There are some possible issues with replacing the binaries:
1) They might be re-replaced when you update macOS
2) The binary built by gcc might work differently than one built with clang
3) The interface for the compiler (i.e. command line options as well as other input/output files) might be different, having slightly different syntax, etc.
In general, if you replace the binaries and start building your own software running gcc on the command line - that will work without problem.
The problem is that other programs on your computer might assume that you have clang there. So installers, Xcode, etc. might suffer odd issues. Most probably this is not the case, as Xcode won't run the gcc binary, but for third party projects or older projects - it's hard to know.

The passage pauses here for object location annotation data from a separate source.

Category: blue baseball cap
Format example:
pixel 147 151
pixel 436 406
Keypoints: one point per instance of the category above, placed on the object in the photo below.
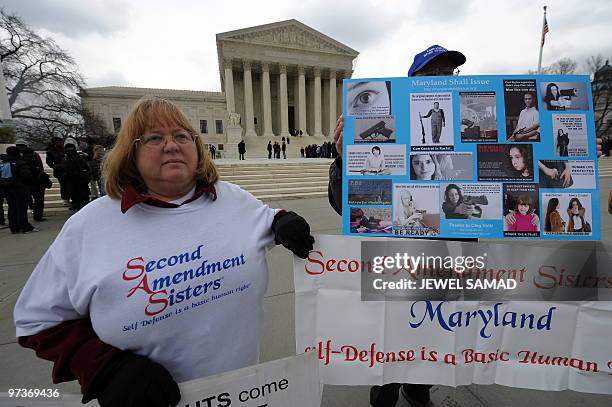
pixel 423 58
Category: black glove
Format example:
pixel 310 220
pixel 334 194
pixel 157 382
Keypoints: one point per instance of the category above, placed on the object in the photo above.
pixel 130 380
pixel 293 232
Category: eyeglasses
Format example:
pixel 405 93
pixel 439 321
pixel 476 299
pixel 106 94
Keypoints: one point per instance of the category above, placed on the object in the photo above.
pixel 156 139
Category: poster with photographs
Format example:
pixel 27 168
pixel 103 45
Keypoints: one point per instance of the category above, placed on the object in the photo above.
pixel 564 96
pixel 478 117
pixel 522 115
pixel 374 130
pixel 475 201
pixel 370 192
pixel 569 135
pixel 376 159
pixel 426 166
pixel 521 209
pixel 566 174
pixel 505 162
pixel 372 98
pixel 370 220
pixel 416 210
pixel 431 122
pixel 567 214
pixel 468 156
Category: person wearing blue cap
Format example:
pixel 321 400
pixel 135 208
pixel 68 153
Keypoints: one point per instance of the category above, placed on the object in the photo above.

Basically: Normally it is not worth the risk to replace the system provided compiler binaries. Just add new binaries for your own compilers at the side (i.e. install them with homebrew or whatever). Then you choose to use those compilers, and everything else will behave like it did before.
Regarding the question you had in an earlier edit of your question questing why Apple "did this": It is infact a common occurence on Unixoid systems to have old names for compilers actually be a front for new compilers. This is usually done to achieve compatibility with old programs. I.e. you had a project that hardcoded "gcc" instead of "cc" as the compiler name, and instead of breaking everyone's build scripts when you replace gcc with clang, you simply add a gcc binary that really runs clang. In most cases that will work producing the outputs that people expected, in some rare cases - it doesn't work, and you would have to install the older (or different) compiler yourself.